Re: A limit bug
- To: mathgroup at smc.vnet.net
- Subject: [mg84518] Re: [mg84511] A limit bug
- From: Andrzej Kozlowski <akoz at mimuw.edu.pl>
- Date: Tue, 1 Jan 2008 03:28:17 -0500 (EST)
- References: <200801010216.VAA08134@smc.vnet.net>
On 1 Jan 2008, at 11:16, David W.Cantrell wrote:
> A recent question in sci.math led to something which should also
> interest
> this group.
>
> The OP asked about the limit of (p + q)!/(p! q!) as both p and q
> increase
> without bound. And he said later
>
>> I wasn't sure about it because Mathematica gives me a limit of zero.
>> Isn't that strange?
>
> I responded as follows.
>
> ----------------------------------------------
>
> Well, it's a bug. I suppose that what you did in Mathematica was
> something
> like
>
> In[3]:= Limit[Limit[(p + q)!/(p! q!), q -> Infinity], p -> Infinity]
>
> Out[3]= 0
>
> But note that there is not any way -- well, at least none known to
> me -- in
> Mathematica to get a true general "two-variable" limit:
>
> limit f(x,y) as (x,y) -> (x0,y0)
>
> However, Mathematica can get a correct answer for your limit problem.
>
> First, realize that (p + q)!/(p! q!) is Multinomial[p, q]. So you
> might try
>
> In[5]:= Limit[Limit[Multinomial[p, q], q -> Infinity], p -> Infinity]
>
> Out[5]= Limit[Limit[Multinomial[p, q], q -> Infinity], p -> Infinity]
>
> Since that remains unevaluated (but at least there was now no bug!),
> you
> might consider the possibility that it remained unevaluated for a good
> reason, namely, because a little more information had to be provided:
>
> In[6]:= Limit[Limit[Multinomial[p, q], q -> Infinity, Assumptions ->
> p > 1],
> p -> Infinity]
>
> Out[6]= Infinity
>
> Success! Happy New Year!
>
> But BTW, note that, curiously, the following fails:
>
> In[7]:= Limit[Limit[(p + q)!/(p! q!), q -> Infinity, Assumptions ->
> p > 1],
> p -> Infinity]
>
> Out[7]= Indeterminate
>
> David
>
I think using iterated limits above actually obscures what happens. In
fact:
Limit[Multinomial[p, q], q -> Infinity,
Assumptions -> p > 1]
Infinity
Thus there is not much point in further taking limits as p->Infinity,
since the answer, being independent of p will certainly not change. On
the other hand
Limit[(p + q)!/(p!*q!), q -> Infinity, Assumptions -> p > 1]
Infinity/p!
We can now see what happened here and the source of the problem.

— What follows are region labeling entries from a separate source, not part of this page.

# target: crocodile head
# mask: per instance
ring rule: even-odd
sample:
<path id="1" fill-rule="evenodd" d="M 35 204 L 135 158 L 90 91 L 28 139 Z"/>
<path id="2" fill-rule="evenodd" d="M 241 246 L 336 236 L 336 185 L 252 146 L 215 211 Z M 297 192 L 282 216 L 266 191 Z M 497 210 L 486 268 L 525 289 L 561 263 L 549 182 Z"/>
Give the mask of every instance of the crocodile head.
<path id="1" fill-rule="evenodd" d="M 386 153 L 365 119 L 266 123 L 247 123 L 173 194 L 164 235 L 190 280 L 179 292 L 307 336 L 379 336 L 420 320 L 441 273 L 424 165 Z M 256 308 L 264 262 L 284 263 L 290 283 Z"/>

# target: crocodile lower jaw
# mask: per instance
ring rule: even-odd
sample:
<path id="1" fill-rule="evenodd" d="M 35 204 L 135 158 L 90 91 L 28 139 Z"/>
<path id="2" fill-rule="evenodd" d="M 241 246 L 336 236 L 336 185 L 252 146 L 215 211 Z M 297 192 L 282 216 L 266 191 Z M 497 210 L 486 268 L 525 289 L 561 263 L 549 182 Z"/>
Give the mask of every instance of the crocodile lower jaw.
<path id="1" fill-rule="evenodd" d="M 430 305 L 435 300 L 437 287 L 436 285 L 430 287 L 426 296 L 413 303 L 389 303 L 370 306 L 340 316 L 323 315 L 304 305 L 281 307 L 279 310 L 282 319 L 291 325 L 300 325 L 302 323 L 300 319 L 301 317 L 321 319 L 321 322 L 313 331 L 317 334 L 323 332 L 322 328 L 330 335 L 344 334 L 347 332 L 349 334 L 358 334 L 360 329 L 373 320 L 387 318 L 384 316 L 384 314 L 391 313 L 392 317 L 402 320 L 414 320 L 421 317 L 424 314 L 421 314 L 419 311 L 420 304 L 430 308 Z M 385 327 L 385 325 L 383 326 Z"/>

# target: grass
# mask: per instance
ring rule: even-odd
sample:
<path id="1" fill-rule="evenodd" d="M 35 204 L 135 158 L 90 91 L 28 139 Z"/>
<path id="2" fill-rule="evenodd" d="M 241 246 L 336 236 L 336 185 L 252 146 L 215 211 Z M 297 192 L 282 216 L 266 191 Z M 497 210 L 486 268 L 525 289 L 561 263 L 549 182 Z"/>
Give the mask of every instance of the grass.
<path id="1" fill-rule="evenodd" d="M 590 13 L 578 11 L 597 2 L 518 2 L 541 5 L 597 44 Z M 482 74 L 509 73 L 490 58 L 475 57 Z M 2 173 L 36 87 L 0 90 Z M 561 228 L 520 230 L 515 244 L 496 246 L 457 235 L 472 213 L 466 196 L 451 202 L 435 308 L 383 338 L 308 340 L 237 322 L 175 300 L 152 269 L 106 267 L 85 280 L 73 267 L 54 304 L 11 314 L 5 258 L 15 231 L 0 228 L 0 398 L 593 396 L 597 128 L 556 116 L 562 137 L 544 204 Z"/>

Mathematica simply computed
Limit[(p + q)!/q!, q -> Infinity, Assumptions -> p > 1]
Infinity
and then divided the answer by p! returning Infinity/p! since
Mathematica leaves Infinity/a unevaluated for an undefined symbol a.

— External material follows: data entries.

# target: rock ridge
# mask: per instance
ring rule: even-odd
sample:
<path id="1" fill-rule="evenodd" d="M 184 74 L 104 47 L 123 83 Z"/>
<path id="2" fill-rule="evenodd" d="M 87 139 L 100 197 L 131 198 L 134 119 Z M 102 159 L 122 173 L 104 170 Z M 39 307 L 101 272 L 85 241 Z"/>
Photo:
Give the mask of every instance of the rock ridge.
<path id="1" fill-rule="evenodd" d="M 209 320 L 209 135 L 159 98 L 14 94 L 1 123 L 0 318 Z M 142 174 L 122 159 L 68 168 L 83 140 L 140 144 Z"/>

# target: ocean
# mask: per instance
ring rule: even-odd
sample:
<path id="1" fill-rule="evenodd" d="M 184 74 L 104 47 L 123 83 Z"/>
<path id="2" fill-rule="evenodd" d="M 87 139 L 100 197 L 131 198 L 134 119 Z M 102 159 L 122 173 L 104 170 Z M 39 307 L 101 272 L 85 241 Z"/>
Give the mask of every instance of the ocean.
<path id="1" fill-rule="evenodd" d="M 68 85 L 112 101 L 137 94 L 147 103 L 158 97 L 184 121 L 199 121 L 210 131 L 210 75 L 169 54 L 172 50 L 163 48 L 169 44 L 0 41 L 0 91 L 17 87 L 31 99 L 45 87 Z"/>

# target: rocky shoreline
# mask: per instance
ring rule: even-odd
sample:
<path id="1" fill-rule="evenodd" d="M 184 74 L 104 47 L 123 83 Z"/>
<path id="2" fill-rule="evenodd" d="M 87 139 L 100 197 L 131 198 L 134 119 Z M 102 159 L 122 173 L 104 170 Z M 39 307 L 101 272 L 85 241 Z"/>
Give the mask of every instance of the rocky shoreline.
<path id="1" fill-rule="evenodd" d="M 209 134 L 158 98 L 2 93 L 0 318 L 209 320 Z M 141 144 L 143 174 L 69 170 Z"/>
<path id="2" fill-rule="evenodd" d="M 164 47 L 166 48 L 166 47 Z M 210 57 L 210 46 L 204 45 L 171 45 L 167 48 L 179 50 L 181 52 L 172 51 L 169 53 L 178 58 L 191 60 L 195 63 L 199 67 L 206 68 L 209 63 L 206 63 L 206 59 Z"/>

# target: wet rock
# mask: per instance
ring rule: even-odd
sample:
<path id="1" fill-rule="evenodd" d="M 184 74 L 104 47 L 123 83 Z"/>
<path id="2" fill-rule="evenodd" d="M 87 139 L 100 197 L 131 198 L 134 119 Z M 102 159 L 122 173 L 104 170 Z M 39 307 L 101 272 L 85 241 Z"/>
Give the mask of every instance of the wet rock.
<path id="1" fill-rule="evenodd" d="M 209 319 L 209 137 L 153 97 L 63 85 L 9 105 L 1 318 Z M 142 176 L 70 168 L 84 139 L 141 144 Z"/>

Now, of course taking the limit with respect to p as p->Infinity will
quite correctly produce Indeterminate. I would not call this a bug but
rather a bit of a design problem.
On a related note; although I think Mathematica is right to leave
unevaluated expressions such as Infinity/a, I would prefer it to
return Infinity in the example below:
Assuming[Element[a, Reals] && a != 0,
Simplify[Infinity/a]]
Andrzej Kozlowski